I feel you, and you, and you. You are rot with anxiety, I feel you. You have no beat in your heart, I feel you. You can’t look at your own reflection in the mirror, in want to not vomit at your image. I feel you.
You were abaonded by all whom you thought loved you. I feel you. You gave into your self inflicted pain. I feel you.
You are grief stricken, and heart sick. I feel you, you lost yourself in this life (your wife). I feel you. You are living out of your car with 2 kids, and a dog eating maybe once a day clothes wreak of body odor and mildew. Your kids look at you with disgust, you are a drunk. I feel you.

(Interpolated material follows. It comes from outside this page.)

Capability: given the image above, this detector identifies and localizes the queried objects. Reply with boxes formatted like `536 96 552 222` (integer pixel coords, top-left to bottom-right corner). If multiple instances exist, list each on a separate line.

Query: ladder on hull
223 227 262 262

Your son who has struggled with a heroin addiction since 8th grade, filled that needle one last time found a vein for his sweet realease. He overdosed for the third time, this time his heart could not fight he was pronounced dead upon a cold sterile table while you were away on vacation. The call you received left you breathless. A piano prodigy gone with the prick of a poisoned needle. His bipolar mental state too much for him to endure. So his addiction was his pleasure. The amount of heroin found in him to high for measure. A beautiful man too. I feel you.
Your parents never gave you the time of day, they made you feel small. They never gave you affirmation or love. They had the nerve to call their own child mentally ill. They belittled you until their last breath. They never made effort for amends. They left the world leaving with no mention of you. You long to be adored, to what was always on their own accord. I feel you.

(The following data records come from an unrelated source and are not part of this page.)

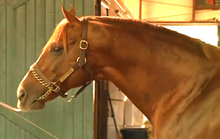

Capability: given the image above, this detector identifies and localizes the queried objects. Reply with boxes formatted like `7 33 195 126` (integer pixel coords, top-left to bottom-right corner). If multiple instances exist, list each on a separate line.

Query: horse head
17 6 91 111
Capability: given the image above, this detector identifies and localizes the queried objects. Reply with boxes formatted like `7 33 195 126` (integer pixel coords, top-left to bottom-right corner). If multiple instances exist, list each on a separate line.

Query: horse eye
53 47 63 53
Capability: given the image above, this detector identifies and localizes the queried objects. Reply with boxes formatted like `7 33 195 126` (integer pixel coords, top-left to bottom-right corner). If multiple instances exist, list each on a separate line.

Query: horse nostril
18 90 26 101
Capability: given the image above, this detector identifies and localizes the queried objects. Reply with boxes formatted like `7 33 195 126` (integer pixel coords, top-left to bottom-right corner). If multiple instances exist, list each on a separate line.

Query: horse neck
88 17 220 125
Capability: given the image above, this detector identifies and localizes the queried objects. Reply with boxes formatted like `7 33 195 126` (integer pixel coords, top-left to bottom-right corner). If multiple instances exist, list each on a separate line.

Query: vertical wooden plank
6 121 16 139
0 6 7 101
73 0 84 139
23 0 36 124
15 5 26 102
6 6 17 106
55 0 65 26
83 84 94 139
0 6 7 139
83 0 95 15
63 89 77 139
46 0 55 41
44 0 64 138
64 0 77 139
0 116 6 139
0 0 5 5
33 0 49 138
83 0 95 139
35 0 45 58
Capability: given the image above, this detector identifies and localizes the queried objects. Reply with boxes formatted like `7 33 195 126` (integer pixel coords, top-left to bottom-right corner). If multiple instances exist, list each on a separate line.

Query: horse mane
43 16 220 60
43 19 69 51
92 16 220 60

You went to shave your husband in his vegetative state, hoping his eyes just might open. It had been a year since the tragic accident. You had a hard decision to pull the plug. His body gaunt, and not a hint of life. One of the neatest men this life has met. You his wife would go home alone, married to just a silhouette. The time had come to kiss him goodbye. Your body bled you of the tears you cried. I feel you.

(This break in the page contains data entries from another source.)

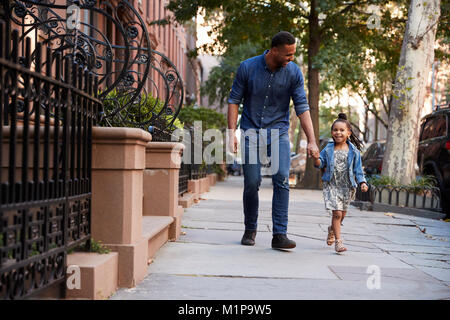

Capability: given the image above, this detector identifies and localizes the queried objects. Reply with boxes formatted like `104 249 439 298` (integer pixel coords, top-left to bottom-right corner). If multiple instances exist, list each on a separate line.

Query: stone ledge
142 216 174 261
142 216 174 238
104 237 148 288
66 252 119 300
178 192 196 208
350 201 445 220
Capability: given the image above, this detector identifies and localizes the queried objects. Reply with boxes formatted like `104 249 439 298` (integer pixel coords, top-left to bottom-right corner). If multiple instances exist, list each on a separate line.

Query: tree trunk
381 0 440 184
299 0 321 189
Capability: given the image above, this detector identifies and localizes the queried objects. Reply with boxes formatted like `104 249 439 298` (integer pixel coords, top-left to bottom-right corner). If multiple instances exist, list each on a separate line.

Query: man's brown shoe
241 230 256 246
272 234 296 249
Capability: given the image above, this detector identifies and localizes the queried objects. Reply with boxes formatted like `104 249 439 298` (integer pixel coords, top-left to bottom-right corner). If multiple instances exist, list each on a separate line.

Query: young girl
314 113 368 253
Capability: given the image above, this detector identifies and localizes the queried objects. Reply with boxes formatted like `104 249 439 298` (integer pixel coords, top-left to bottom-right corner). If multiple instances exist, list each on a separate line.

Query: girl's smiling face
331 121 352 143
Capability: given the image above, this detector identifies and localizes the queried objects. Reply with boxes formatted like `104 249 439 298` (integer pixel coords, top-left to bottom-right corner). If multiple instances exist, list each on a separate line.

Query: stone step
142 216 174 261
66 252 119 300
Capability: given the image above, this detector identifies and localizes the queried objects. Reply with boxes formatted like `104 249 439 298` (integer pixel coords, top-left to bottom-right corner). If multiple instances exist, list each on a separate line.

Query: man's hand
228 130 238 154
306 142 320 159
361 182 369 192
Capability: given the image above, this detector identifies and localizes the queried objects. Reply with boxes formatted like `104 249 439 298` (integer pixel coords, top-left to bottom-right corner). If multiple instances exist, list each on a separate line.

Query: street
111 176 450 300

You got fired from your job today, and your wife can’t work. Your rent is due tomorrow, and you have no means to pay it. The government assists you, but you still can’t keep afloat. You are running out of life boats. I feel you.
Your dad and mom are alcoholics, and you were lost in translation. You never finshed school, and don’t even know how to drive. Your dad and mom divorced, which for you cried and cried. You don’t know what it means to be man. Your life has not set forth a plan. You were never taught a work ethic. You were forced to grow up much before your time. You don’t want to get too close to anyone at the fear of loss. You show few your pain as you see no purpose. Suck it up, and push through you were always told. No hand to hold. I feel you.
You were asked to drink of a bitter cup, and nailed to a cross. A crown of thornes embedded in your head. People mocked your words, and spat on you. You had nail pierced hands, and feet. No food or drink, lashings until you were beat and your dripped blood slowly stained your body. You bore the sins of world, and died so that those who believe could have life. You hung until your last words “it is finished”. You died upon the cross. I feel you. You gave me breath of life, and then new life. You are my creator. I marvel at your sight. For there is no greater of than the love you give to me. I feel you.
I am wound tight as a clock, and share their tear stained pillows. It is okay, I am getting to understand the empathitist that is me. The empathy that embodies me. I wear each of their shoes for a time to know their pain. Some I have lived first hand. Compassion and grace meet with me daily to converse. I cry for each and every one of them. Pray for each of them. I have wished for its stop, but then I would lack for some of my greatest virtues of all…So the tears they can not stop. There are more to come, so it is time to replace my pillow. I feel you.